Gesetzestext
(1) Das Beschwerdegericht hat in der Sache selbst zu entscheiden. Es darf die Sache unter Aufhebung des angefochtenen Beschlusses und des Verfahrens nur dann an das Gericht des ersten Rechtszugs zurückverweisen, wenn dieses in der Sache noch nicht entschieden hat. Das Gleiche gilt, soweit das Verfahren an einem wesentlichen Mangel leidet und zur Entscheidung eine umfangreiche oder aufwändige Beweiserhebung notwendig wäre und ein Beteiligter die Zurückverweisung beantragt. Das Gericht des ersten Rechtszugs hat die rechtliche Beurteilung, die das Beschwerdegericht der Aufhebung zugrunde gelegt hat, auch seiner Entscheidung zugrunde zu legen.
(2) Der Beschluss des Beschwerdegerichts ist zu begründen.

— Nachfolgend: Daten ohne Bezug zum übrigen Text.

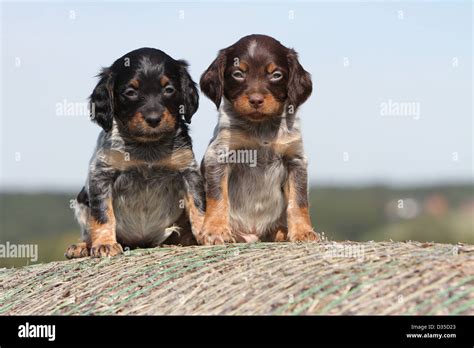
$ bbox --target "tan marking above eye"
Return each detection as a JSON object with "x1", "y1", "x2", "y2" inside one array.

(3) Für die Beschwerdeentscheidung gelten im Übrigen die Vorschriften über den Beschluss im ersten Rechtszug entsprechend.
A. Normzweck.
Rn 1
Die Vorschrift bestimmt die formalen Anforderungen an die Beschwerdeentscheidung u regelt, in welchen Fällen eine Zurückverweisung an die erste Instanz möglich ist sowie deren Folgen. In Ehe- u Familienstreitsachen enthält § 117 zT abweichende Regelungen (s § 117 Rn 9).
B. Norminhalt.
I. Entscheidungsform.
Rn 2
Das Beschwerdegericht entscheidet gem II durch Beschl, für den die allg Vorschriften der §§ 38 ff gelten, III. Der Beschl ist zu begründen (II); umstr ist, ob nach § 38 IV v einer Begründung abgesehen werden kann (bejahend: Zö/Feskorn Rz 5; aA, da § 69 II lex specialis ggü § 69 III: Sternal/Sternal Rz 60). Sofern Rechtsbeschwerde eingelegt werden kann (§ 70), muss dem BGH die Überprüfung der Beschwerdeentscheidung anhand deren Begründung möglich sein.
II. Entscheidungsinhalt.
1. Abschließende Entscheidung.
Rn 3
Das Beschwerdegericht hat gem I 1 grds eine eigene abschließende Entscheidung zu treffen, also die Beschwerde als unzulässig zu verwerfen oder in der Sache zu bescheiden. Bindung an den Verfahrensgegenstand s § 65 Rn 2. Kosten: Rn 6. Rechtsbehelfsbelehrung: § 39.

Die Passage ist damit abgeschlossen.